To fix this, whenever we downgrade, let's add a DOWNGRADED_TO_xyz.txt marker file in the old current/ directory. By following the marker files we can now switch version up just as easily as down.
Instead of all these marker files, we could just have a current/ symlink plus a version_history.txt
listing past versions, perhaps with comments or even upgrade dates:
2020-03-02 1.0
2020-04-24 2.0 # Upgraded from 1.0
2020-04-19 3.0
2020-04-20 2.0 # 3.0 is broken; downgrade
2020-04-30 3.1 # 3.1 fixes the bugs; upgrade from 2.0
This has the advantage of recording loops (e.g. 2.0 to 3.0 to 2.0 to 3.0) which marker files can't.
I prefer the marker file approach because each version directory is self-contained.
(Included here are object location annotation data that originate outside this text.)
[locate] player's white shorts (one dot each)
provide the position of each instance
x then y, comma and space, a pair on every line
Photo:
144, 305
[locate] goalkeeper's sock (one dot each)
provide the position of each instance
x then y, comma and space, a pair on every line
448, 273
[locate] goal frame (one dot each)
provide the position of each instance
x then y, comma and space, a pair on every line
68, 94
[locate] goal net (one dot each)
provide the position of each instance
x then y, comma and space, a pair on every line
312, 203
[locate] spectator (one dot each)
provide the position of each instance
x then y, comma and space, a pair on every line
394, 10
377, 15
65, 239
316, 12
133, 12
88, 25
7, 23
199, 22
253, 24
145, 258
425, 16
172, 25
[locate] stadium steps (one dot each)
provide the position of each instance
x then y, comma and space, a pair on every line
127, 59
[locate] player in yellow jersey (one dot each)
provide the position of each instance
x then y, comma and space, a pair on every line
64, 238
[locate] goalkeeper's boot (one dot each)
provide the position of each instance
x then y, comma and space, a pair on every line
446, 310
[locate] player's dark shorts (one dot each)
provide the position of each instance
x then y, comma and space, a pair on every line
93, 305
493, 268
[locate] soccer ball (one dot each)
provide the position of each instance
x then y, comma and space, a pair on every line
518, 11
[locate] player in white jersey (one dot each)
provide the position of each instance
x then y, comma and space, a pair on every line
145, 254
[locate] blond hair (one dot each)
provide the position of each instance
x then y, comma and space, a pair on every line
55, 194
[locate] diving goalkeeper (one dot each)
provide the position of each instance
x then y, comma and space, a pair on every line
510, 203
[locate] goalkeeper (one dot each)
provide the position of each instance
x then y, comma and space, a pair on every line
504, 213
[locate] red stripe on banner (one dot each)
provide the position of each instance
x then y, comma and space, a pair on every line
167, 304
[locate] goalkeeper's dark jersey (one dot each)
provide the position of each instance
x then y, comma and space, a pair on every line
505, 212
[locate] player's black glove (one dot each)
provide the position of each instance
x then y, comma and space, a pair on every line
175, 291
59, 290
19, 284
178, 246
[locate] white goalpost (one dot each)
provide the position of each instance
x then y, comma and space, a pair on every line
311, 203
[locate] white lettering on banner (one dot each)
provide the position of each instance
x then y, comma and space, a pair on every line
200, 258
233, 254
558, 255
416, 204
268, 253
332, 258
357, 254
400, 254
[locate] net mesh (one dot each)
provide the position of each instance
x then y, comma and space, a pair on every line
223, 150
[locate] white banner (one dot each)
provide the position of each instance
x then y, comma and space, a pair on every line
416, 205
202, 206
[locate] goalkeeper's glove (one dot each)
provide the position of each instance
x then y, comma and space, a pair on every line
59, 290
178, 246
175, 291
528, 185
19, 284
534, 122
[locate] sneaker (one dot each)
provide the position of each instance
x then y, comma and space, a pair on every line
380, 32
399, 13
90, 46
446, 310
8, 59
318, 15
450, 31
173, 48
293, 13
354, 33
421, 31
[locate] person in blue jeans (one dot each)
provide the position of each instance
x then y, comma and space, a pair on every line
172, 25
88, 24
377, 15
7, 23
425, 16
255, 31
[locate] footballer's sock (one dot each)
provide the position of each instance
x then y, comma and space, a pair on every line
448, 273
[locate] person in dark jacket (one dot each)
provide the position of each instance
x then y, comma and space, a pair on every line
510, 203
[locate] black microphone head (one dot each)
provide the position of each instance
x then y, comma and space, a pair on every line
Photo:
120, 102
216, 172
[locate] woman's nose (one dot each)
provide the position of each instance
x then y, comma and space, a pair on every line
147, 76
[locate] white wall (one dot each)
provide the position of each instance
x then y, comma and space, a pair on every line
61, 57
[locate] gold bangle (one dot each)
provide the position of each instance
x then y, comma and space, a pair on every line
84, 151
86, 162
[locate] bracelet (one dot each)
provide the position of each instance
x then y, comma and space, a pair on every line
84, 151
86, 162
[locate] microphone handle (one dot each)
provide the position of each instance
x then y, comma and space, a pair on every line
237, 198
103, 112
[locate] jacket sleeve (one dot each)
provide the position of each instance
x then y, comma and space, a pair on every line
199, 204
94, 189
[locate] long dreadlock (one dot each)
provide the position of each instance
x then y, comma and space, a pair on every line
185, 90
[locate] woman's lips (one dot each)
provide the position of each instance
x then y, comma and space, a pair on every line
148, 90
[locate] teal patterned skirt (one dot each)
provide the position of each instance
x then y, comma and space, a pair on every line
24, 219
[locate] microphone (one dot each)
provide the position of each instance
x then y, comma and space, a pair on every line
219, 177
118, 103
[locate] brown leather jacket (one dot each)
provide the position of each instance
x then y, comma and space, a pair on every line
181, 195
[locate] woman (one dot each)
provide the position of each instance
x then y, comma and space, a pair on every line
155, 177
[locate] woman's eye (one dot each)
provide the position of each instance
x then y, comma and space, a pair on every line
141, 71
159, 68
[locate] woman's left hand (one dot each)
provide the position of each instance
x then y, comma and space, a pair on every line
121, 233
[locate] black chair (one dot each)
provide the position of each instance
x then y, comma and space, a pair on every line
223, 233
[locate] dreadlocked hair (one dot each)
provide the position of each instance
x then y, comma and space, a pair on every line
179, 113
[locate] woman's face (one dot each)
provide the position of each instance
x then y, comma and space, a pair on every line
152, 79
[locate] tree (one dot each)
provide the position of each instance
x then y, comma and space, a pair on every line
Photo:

Old directories can be backed up or copied, and each bears a record of its status. A marker file is a good visual indicator to administrators of the current directory's status.
We could toss everything in git, tag it as '1.0', replace files with 2.0 files, then tag as '2.0', and so on.